After that, two things happen. first, another of the people who got to the Portrait Room claimed that the Assassin was showing up in his regular Morrowind game. (Quick explanation. If you reinstalled Morrowind to a different fold, you could have a normal Morrowind install along with JVK.) He himself chalked it up to an overactive imagination at first, but he reported a couple of really big scares with the black figure crawling right at him, or seeing it waiting for him just around a corner before scuttling off. Another of those who reached the Portrait Room started a regular Morrowind game, but never for sure saw him; it was just a couple of maybes, late at night, and always at a distance.

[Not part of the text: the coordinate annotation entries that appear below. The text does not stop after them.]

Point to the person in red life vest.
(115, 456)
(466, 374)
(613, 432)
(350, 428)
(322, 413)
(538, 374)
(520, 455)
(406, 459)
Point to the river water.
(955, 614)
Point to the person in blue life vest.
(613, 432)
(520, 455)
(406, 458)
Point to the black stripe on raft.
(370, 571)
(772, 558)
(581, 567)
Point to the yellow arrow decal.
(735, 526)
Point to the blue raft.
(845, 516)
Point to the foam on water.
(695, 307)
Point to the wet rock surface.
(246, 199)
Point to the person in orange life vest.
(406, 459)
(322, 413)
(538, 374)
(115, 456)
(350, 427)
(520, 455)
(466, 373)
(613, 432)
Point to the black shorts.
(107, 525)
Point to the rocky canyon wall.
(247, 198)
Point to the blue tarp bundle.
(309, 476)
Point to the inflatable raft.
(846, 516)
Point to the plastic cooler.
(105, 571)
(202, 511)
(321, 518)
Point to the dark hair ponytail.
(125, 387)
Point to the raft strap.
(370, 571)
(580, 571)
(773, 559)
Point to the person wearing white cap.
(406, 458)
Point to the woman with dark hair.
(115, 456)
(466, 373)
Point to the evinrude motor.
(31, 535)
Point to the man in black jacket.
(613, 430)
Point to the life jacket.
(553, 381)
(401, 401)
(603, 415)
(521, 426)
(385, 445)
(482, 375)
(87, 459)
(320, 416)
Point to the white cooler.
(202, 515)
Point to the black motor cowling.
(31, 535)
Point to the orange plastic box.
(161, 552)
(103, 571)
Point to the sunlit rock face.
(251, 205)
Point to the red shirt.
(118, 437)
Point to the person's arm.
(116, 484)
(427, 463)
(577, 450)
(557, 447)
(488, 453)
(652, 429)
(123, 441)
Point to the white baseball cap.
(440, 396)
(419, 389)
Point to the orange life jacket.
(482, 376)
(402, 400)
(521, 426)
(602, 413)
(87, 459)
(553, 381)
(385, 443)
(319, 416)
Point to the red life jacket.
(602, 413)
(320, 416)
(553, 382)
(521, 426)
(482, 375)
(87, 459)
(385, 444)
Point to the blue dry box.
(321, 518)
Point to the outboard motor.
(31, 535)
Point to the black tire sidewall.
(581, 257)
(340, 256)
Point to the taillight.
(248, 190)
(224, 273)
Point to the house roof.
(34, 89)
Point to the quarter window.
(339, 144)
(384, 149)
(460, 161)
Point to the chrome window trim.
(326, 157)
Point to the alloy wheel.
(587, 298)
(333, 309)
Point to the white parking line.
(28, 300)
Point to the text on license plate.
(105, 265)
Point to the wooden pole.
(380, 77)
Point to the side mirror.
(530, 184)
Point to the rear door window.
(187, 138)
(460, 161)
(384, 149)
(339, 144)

The second is that my friend started getting really abusive and short-tempered on the board, though he stopped talking about JVK entirely. It got so back that he was soon kicked off. I didn’t hear anything from him for a couple of weeks after that, so I sent him an email. This was part of his reply:
“I know I shouldn’t, but with classes out I’ve got some time, so I started JVK up again. It’s almost 2011…and I think I’ve got the sleep madness! But stuff is happening! It’s still dark…once it gets dark, it never gets any lighter. It stays like that. The people moved a few months ago…everyone in Seyda neen just went to that little bandit cave and moved in. They killed the bandits inside, and now they’re just standing around inside. They don’t say anything anymore; they don’t do anything when you click on them. I quicksaved and killed one, and he just stood there until he died without fighting back!
And it’s like that everywhere. You have to walk, since the quick travel people are all in caves now, too, but all the cities and towns are just deserted; all the people are in caves and tombs. Everyone in Vivec is down in the sewers. I’m going to Ghostgate next…I want to see if Tieras is still there. I’ll tell you what he says when I get there!”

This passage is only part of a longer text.